Altman was reportedly moving ahead quickly on "Hard Body," partly out of a general work ethic but also out of a sense of mortality.

"He would joke that because of his age, he would need to have a backup director," Berney said of the project. "But of course you can't really have a backup director on a Robert Altman movie."
"Don't think about making art, just get it done. Let everyone else decide if it's good or bad, whether they love it or hate it. While they are deciding, make even more art." - Andy Warhol


Skeleton FilmWorks

Alexandro

altman's death was an incident I kept expecting, he was so old by now I would often think that any day now, we would hear of his death. this made me really sad, and kind of anxious. part of me kind of believed i guess, that he just would never die and that he had "another one" in him. and no matter how many times on this year I kept thinking about the possibilitie of one of my definitive heroes dying, nothing prepared me for the sudden sadness I felt when I heard the news. It feels as if the world as I know it is incomplete. I know it actually is.

Very few filmmakers can be so unique that after a while, the movies are no longer good or bad, but liked and not that well liked. Few people you listen and feel completely on their tune. Funny that Altman always said the only ending is death, and now that he is dead, it feels like for his movies, this is only the beggining.

AntiDumbFrogQuestion

Quote from: Alexandro on November 22, 2006, 01:58:59 PM
part of me kind of believed i guess, that he just would never die and that he had "another one" in him.


he will be sorely missed, and it's strange that I stopped watching 'Nashville' right before this when I could have watched the whole thing and seen a masterpiece before the master's death.

but, not to get too metaphysical, Altman ISN'T Dead to us.  He's still alive in his multitude of movies, most of which I've never seen!  The "another one" he had in him is now part of us, and WE have more to say and add to our world, whether it be via the movies we create or lives we touch otherwise.

I'll never forget falling in love with the weirdness that was "Popeye" at age 8, or the warm, fun comfort I got from "Prairie Home Companion" at age 23.
We'll miss ya, Mr. Altman.

A Matter Of Chance

Quote from: AntiDumbFrogQuestion on November 22, 2006, 02:51:19 PM
.... the warm, fun comfort I got from "Prairie Home Companion"...

yeah, that's totally it.
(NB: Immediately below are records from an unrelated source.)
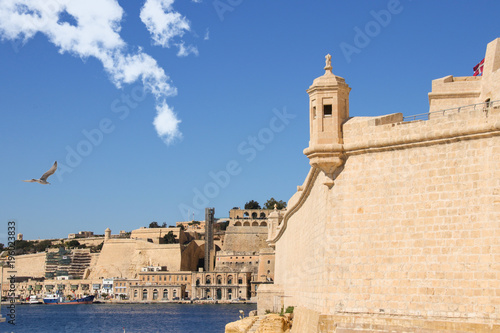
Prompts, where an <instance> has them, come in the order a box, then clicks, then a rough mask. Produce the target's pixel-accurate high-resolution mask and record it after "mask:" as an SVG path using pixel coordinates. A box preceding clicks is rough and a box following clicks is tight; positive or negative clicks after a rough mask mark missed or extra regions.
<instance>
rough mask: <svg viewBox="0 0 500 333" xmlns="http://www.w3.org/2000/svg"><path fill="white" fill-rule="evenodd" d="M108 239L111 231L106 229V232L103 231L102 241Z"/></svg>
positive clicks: (110, 229)
mask: <svg viewBox="0 0 500 333" xmlns="http://www.w3.org/2000/svg"><path fill="white" fill-rule="evenodd" d="M110 238H111V229H109V228H106V230H104V240H105V241H107V240H108V239H110Z"/></svg>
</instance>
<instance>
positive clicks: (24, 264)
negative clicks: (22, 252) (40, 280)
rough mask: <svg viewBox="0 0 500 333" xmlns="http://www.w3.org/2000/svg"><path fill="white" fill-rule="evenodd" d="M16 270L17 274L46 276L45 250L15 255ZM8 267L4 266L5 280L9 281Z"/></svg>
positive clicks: (22, 274) (38, 275) (43, 276)
mask: <svg viewBox="0 0 500 333" xmlns="http://www.w3.org/2000/svg"><path fill="white" fill-rule="evenodd" d="M14 270H15V271H16V273H15V275H16V276H29V277H36V278H40V277H44V276H45V252H40V253H35V254H25V255H19V256H15V261H14ZM7 271H8V269H7V268H4V281H7V279H8V278H9V274H7Z"/></svg>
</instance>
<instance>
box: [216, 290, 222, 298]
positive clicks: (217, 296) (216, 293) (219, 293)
mask: <svg viewBox="0 0 500 333" xmlns="http://www.w3.org/2000/svg"><path fill="white" fill-rule="evenodd" d="M216 295H217V299H222V290H221V289H217V291H216Z"/></svg>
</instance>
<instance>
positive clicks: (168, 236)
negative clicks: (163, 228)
mask: <svg viewBox="0 0 500 333" xmlns="http://www.w3.org/2000/svg"><path fill="white" fill-rule="evenodd" d="M163 243H164V244H175V243H177V239H176V238H175V235H174V233H173V231H169V232H168V234H166V235H165V236H163Z"/></svg>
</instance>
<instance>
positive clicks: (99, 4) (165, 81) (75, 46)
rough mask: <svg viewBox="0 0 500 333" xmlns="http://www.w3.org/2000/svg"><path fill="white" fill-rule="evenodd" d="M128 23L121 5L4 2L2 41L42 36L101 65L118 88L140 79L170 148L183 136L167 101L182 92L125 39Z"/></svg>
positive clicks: (156, 118) (45, 0)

Prairie Home Companion was warm and fuzzy and I enjoyed it.

Pubrick

Quote from: The Gold Trumpet on November 21, 2006, 07:25:01 PM
But before Scorsese there was Robert Altman
scorsese's first theatrical release Who's That Knocking at My Door was one year before altman's first, Countdown. and of their respective breakthrough films, altman preceded scorsese with MASH by only 3 years (mean streets). Altman always gave the impression of being an ancient director cos he'd been working longer, but his feature film output started relatively late in his career. you're comparison to woody allen is more apt, at least in the early years. but of the three directors named thus far, with regard to their feature films, i would think of Scorsese and Altman as contemporaries.
under the paving stones.

soixante

Actually, Altman's first feature was The Delinquents in the mid-50's. 
Music is your best entertainment value.

pete

I disagree once again with GT.  I don't know why you say he's not a good filmmaker, but since I'm not going out tonight, I'll DEBATE YOU TO THE DEATH.  I don't think anyone is better at weaving strands of stories together, and organically, than altman.  I like people like Spike and Michael Mann who cut the edge with the times and keep on breaking new grounds in terms of cinematography and editing techniques, but I appreciate old timers like Altman and Herzog who just keep on doing what they do even more.

back to translating.
"Tragedy is a close-up; comedy, a long shot."
- Buster Keaton

Gold Trumpet

Quote from: pete on November 24, 2006, 08:37:07 PM
I disagree once again with GT.  I don't know why you say he's not a good filmmaker, but since I'm not going out tonight, I'll DEBATE YOU TO THE DEATH. 

About what? I didn't present an argument against Robert Altman. I was just making a statement.